I just received my copy of the Study Bible for Women, published by the B&H Publishing Group. Dorothy Kelley Patterson served as the General Editor of what is being called the “most comprehensive ever” Study Bible. The publisher notes, significantly, that the Study Bible was prepared “by women and for women” — all of whom are fully qualified by their academic training in Biblical studies and their knowledge of the original languages of Scripture for the monumental task that they undertook. Mrs. Patterson is a Professor of Theology in Women’s Studies at Southwestern Baptist Theological Seminary in Fort Worth, Texas.
The Study Bible for Women is a one-volume, beautifully produced Bible that is full of resources that will enrich in-depth Bible study as well as provide life-enhancing materials for daily devotionals. I like the fact that the Study Bible for Women will serve the serious Biblical scholar and new Christian as well as long-time believers, like me, who seek to go deeper into God’s Word. I like challenging materials that stretch me spiritually and mentally without overwhelming me with materials that are designed for theologians or so sophomoric that I feel patronized and become bored because everything is too simplistic and obvious.
I have spent several hours getting acquainted with my new Bible. It is comprehensive, attractive, and easy to understand.
- The extensive study notes are placed right at the point where the reader needs the extra information. The introduction to each book gives an overview of the key facts and themes, mentions the importance of various issues addressed in the book, and provides specific guidance unique for women’s needs.
- There are content outlines that provide a brief “Cliff Notes-type” overview for understanding the content as a whole. The notes identify “threads” that run through the content revealing doctrine — explicating those foundational beliefs that are at the heart of our faith and the solid stones on which we build our convictions and standards of behavior.
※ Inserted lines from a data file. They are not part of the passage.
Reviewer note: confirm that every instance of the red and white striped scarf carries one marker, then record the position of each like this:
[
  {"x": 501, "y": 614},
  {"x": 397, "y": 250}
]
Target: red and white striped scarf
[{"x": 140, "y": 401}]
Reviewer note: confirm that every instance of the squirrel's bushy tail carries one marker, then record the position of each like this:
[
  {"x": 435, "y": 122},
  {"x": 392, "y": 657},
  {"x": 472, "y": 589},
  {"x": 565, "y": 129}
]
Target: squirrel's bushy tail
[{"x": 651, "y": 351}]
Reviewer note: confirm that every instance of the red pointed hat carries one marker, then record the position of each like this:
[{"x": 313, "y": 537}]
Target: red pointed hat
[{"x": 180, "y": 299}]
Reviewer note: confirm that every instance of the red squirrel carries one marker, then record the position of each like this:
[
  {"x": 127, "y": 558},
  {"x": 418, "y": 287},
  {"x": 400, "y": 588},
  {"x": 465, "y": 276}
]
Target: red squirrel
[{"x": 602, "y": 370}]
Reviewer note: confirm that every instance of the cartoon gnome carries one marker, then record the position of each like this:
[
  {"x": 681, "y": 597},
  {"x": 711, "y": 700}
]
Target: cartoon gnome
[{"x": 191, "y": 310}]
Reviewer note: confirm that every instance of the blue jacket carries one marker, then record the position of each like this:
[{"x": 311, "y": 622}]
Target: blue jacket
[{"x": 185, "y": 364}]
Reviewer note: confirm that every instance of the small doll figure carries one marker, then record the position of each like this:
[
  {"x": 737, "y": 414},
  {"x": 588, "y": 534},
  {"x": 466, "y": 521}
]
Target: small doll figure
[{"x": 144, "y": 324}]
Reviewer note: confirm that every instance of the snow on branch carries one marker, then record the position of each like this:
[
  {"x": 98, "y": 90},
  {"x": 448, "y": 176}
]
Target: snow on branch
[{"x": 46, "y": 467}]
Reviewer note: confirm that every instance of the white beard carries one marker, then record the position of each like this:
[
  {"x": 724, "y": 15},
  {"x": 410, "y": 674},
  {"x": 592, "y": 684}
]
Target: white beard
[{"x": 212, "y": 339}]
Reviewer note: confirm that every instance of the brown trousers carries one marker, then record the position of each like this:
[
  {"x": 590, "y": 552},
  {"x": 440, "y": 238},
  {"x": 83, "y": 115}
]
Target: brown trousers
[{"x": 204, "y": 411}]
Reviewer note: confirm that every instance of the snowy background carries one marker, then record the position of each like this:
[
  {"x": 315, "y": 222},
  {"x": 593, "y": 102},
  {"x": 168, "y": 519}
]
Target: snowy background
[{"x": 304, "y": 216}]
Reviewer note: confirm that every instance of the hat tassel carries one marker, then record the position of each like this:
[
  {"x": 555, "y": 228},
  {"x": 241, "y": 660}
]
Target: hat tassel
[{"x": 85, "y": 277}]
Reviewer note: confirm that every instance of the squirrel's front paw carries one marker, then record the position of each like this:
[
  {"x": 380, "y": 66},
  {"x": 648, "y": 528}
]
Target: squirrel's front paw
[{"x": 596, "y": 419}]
- The character profiles give plenty of background for the women in Scripture that help us understand who they were as historical figures and how they fit into the coming of the Messiah in the Old Testament, or how they helped to spread the Gospel in New Testament times.
- While I thought the “word studies” would be tedious and irrelevant, they seem to examine the Hebrew, Aramaic, and Greek words in a way that reveals deeper meaning to the Scripture as it relates, ironically and amazingly, to our modern-day lives.
- There is a section on “hard questions” that provides answers for some of the more difficult passages in the Bible.
I’m tremendously impressed with the extras that are a vital part of this Study Bible for Women. There are relevant essays and devotionals that are titled, “Written on my Heart,” because they apply so well to women’s lives and address matters that are very much on our hearts. In addition, there are the full-color maps that are typically included in study Bibles and that provide a geographical context for the messages. And, there is a concordance — a tool that I cannot do without; it is just so convenient to have it right there in one volume, easy to reference when it is needed.
There is also a brief essay, “The Christian Life” — written by Rhonda Harrington Kelly, Managing Editor for the project and a PhD, professor, and Director of Women’s Ministry at New Orleans Baptist Theological Seminary — that I plan to study, because it will be insightful and challenging. Best of all, Mrs. Patterson describes, in five pages of suggestions, a plan for Bible Study that I fully intend to implement.